While the results are both intuitive and impressive, the following cautions are worth noting.
- The authors didn’t provide any data showing the statistical significance of their findings. Thus, we cannot make any observations about its significance.
- They allocated equal weight to each asset’s value within its asset class and equal weight to each asset class across the four asset classes. This leads to the results being dominated by commodities and equities. Thus, we don’t know if the results are truly pervasive. And we don’t know if the results are robust to value weighting.
- As if almost always the case, we don’t know how different strategies they tried, and perhaps failed with, before “uncovering” one that worked.
- And finally, the period of 30 years is not that long.

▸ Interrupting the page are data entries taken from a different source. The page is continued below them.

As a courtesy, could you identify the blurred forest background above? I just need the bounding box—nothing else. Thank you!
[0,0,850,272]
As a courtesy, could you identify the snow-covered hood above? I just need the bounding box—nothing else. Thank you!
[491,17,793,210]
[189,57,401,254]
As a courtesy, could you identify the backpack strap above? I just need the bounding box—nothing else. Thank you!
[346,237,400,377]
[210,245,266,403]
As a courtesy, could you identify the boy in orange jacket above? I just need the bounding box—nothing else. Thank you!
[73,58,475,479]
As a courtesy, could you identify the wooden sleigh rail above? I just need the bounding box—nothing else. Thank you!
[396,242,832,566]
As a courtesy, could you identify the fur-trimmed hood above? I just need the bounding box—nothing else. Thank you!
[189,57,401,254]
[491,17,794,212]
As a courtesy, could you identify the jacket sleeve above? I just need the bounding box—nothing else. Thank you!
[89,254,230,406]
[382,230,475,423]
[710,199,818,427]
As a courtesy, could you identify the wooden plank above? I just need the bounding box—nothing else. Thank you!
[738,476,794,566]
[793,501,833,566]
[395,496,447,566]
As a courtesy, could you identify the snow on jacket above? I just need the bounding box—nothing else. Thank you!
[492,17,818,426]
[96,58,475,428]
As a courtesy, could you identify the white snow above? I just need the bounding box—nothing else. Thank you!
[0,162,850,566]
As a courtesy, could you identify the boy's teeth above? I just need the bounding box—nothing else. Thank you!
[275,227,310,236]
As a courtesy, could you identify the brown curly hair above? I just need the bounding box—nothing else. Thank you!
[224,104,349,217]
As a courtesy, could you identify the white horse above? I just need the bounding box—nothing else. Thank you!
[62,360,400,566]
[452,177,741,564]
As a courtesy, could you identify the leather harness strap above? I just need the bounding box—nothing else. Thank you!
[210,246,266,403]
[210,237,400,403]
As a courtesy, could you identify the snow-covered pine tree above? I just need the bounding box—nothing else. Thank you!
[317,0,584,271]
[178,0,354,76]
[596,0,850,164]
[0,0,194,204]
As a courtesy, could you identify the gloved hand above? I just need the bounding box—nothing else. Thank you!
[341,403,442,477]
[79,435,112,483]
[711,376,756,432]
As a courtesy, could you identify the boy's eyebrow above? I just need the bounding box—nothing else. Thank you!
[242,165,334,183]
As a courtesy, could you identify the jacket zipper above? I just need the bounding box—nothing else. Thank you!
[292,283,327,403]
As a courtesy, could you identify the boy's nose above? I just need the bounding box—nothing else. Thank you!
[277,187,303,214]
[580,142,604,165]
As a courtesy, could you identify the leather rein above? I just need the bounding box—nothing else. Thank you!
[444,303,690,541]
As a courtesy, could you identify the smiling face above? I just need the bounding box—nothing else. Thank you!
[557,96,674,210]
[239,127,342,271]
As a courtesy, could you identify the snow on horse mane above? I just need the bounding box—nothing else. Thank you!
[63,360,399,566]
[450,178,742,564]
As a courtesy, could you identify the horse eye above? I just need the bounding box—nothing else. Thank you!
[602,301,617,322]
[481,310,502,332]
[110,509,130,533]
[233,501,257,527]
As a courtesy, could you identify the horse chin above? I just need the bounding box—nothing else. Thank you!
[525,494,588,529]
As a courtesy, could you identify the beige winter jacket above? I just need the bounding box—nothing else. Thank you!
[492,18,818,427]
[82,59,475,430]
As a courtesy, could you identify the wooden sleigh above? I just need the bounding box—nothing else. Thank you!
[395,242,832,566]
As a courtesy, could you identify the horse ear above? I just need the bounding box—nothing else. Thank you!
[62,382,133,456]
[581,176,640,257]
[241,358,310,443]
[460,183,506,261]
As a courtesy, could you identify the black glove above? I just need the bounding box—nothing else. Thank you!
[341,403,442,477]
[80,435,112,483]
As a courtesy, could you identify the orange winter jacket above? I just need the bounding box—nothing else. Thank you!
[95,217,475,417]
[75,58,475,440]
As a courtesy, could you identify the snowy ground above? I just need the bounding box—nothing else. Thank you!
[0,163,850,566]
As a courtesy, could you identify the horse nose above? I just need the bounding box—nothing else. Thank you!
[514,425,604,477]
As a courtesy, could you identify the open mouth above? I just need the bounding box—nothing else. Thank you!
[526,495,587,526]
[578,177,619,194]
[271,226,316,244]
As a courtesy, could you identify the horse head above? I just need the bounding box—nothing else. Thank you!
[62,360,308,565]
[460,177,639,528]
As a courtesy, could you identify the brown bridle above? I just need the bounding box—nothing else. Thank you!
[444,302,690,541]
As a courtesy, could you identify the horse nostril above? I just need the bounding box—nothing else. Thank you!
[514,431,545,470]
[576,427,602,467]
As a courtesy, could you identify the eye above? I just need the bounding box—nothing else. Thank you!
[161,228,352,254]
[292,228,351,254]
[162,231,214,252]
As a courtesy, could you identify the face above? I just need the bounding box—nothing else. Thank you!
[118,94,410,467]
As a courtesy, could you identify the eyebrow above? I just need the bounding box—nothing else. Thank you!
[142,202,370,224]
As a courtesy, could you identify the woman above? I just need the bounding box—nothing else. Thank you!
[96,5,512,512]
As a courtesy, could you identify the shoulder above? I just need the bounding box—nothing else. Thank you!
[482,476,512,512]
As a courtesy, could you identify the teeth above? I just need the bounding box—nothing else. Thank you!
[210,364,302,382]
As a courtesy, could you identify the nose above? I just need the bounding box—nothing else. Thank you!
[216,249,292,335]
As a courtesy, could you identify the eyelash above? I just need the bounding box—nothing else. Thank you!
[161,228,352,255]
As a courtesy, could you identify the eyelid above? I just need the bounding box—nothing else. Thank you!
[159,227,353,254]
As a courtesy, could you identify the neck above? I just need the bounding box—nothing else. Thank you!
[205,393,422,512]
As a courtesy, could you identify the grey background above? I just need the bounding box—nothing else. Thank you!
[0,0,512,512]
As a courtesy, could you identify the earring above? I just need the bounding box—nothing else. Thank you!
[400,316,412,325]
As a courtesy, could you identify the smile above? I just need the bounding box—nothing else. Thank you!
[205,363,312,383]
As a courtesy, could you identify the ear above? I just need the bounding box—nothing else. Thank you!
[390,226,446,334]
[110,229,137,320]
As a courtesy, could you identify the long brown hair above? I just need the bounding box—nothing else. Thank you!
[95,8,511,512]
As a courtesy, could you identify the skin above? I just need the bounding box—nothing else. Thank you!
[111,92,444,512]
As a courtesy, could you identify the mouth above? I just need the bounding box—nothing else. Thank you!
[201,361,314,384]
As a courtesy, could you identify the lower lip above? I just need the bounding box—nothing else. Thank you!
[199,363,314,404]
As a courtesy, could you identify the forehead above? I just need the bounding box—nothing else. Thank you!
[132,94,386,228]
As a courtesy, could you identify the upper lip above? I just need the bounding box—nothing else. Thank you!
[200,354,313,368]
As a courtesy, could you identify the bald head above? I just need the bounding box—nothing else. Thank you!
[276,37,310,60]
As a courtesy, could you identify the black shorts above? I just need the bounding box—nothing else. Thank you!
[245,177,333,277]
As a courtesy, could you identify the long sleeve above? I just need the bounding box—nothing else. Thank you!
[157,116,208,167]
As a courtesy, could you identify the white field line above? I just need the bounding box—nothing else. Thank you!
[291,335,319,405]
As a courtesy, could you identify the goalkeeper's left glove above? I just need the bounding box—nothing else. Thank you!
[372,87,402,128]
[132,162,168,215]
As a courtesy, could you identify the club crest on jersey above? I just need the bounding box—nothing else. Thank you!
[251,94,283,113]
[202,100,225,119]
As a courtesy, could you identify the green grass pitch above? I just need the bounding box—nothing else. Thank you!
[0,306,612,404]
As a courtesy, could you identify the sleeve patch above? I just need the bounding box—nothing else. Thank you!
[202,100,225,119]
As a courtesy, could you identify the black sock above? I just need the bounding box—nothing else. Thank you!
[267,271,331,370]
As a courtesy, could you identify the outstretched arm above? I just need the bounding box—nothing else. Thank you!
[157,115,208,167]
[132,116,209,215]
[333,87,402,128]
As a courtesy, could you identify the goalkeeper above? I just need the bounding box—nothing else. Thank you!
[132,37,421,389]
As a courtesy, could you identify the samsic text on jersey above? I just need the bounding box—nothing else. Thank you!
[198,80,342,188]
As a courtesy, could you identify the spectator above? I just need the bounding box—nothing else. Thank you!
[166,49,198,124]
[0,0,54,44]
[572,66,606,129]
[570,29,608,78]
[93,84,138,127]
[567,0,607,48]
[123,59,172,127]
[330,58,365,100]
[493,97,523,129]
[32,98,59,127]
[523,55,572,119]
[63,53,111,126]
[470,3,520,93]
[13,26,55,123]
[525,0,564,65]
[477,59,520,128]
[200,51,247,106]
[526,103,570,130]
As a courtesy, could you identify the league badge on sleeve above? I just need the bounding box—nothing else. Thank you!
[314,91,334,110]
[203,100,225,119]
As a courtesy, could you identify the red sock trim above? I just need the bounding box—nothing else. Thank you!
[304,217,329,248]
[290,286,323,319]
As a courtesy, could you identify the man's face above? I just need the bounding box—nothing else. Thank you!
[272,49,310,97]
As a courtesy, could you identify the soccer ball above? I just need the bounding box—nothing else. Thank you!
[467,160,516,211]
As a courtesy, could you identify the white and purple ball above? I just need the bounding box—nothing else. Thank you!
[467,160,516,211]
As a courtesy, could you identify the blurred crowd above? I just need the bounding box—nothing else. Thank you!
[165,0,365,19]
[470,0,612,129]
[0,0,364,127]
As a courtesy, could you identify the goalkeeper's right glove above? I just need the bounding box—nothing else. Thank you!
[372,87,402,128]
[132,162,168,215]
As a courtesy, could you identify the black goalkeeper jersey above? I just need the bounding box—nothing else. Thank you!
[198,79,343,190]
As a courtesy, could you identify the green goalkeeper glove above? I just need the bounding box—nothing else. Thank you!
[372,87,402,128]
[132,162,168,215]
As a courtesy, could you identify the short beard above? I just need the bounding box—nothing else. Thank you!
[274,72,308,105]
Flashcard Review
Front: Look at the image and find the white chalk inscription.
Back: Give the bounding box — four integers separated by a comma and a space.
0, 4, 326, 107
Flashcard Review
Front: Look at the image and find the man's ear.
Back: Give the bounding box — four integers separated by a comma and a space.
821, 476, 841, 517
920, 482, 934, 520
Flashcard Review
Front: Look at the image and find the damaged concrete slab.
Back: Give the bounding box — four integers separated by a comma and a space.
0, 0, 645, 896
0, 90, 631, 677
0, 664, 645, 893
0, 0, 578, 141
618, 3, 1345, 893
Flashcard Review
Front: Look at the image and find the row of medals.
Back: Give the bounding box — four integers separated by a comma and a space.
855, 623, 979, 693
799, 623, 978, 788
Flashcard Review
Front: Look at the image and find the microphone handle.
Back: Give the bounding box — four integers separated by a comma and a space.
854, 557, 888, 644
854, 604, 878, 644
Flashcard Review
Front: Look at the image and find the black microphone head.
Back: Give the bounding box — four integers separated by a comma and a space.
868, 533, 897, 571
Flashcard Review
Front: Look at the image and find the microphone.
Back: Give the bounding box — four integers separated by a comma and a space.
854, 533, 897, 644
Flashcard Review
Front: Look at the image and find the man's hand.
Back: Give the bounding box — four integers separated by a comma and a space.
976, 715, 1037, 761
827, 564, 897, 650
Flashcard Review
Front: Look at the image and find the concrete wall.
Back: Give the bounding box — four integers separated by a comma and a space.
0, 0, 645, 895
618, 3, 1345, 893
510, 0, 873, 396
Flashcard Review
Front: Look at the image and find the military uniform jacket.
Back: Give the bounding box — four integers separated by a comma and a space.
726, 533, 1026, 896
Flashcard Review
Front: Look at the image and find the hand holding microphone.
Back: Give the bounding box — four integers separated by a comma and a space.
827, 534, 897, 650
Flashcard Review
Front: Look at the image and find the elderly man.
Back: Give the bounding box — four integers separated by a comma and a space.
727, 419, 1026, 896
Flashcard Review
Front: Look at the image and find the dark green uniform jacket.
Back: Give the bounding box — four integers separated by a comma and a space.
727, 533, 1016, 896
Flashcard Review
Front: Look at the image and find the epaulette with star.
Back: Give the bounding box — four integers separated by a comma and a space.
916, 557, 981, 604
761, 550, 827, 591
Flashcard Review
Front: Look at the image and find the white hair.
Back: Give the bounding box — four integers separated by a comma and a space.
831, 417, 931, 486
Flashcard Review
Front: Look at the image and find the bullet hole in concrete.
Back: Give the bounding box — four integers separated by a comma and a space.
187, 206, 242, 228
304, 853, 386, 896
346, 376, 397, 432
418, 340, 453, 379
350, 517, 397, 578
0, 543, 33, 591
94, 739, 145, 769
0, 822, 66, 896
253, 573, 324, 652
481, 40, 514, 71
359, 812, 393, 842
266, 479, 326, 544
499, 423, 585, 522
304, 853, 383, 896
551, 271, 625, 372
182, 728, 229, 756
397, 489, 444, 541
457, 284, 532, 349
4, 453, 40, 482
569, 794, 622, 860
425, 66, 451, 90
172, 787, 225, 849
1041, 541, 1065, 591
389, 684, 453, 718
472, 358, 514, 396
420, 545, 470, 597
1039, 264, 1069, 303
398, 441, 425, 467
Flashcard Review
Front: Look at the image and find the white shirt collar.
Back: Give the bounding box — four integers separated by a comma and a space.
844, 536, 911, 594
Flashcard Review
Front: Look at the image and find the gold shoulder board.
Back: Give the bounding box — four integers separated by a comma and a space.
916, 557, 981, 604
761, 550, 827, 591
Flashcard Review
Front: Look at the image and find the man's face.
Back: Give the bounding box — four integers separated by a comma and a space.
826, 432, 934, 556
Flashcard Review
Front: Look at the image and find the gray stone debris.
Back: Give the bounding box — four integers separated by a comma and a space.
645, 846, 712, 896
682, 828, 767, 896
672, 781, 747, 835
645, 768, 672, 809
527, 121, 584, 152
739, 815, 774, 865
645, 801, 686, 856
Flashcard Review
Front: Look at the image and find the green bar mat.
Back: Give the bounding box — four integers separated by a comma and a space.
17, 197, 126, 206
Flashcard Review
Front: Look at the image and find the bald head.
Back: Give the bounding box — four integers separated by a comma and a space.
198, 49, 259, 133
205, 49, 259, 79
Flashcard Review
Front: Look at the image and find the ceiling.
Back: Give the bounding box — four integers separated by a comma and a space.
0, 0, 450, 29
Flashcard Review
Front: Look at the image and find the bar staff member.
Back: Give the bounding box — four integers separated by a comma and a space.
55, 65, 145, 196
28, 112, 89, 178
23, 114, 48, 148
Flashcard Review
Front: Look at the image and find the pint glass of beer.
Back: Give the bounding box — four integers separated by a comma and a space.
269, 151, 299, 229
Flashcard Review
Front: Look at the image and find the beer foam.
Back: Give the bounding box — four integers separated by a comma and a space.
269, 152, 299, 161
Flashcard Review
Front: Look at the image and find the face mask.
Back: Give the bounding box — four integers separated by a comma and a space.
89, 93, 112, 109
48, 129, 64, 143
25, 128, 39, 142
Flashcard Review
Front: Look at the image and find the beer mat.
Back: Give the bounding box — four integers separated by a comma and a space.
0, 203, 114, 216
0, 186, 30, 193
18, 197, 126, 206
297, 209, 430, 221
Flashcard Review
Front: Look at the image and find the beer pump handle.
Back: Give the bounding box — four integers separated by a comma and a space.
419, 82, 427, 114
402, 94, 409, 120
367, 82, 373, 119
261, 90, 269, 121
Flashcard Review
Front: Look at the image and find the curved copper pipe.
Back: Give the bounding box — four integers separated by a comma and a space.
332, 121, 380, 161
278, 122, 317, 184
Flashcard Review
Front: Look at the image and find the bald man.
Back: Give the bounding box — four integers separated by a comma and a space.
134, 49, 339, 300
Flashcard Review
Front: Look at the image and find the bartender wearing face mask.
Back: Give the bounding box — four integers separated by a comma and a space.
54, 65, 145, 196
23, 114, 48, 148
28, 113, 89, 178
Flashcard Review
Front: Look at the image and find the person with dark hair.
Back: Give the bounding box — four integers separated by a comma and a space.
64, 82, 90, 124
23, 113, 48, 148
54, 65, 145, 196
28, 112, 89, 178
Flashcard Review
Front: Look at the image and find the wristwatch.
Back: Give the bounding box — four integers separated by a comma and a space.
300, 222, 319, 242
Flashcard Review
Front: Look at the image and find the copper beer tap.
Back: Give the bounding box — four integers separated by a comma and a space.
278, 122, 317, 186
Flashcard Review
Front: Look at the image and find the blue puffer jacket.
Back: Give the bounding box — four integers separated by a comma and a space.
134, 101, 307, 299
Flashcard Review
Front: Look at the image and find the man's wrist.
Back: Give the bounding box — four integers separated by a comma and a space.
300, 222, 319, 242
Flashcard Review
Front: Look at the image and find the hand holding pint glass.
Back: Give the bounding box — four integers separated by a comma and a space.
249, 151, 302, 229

The dynamic trend strategy studied by Garg, Goulding, Harvey, and Mazzoleni has intuitive appeal. Multiple metric (or ensemble) strategies have been demonstrated to add value in many areas. For example, in their 2020 study “Is (Systematic) Value Investing Dead?” – Summary Ronen Israel, Kristoffer Laursen and Scott Richardson of AQR Capital Management showed that a diversified (equal-weighted) combination across individual value metrics (such as p/b, p/e, ev/s, ev/cf) generated a strongly positive risk-adjusted return (t-stats well above conventional levels)—demonstrating the benefits of using an ensemble approach versus one single metric. AQR also uses multiple signals in their managed futures strategies (a short-term or fast signal, an intermediate-term signal, and a long-term reversal signal). In addition, the idea that different markets behave differently is an interesting idea. Hopefully, we will see future research explore this concept in greater depth.
Editor’s note: Trend following is an interesting concept that allows investors to shape portfolio outcomes in unique ways to achieve different financial objectives. However, it is important to note that no amount of financial engineering will eliminate the difficult journey investor’s must face when utilizing trend following strategies. Hence the reason we often say, Trend Following is the epitome of no pain no gain.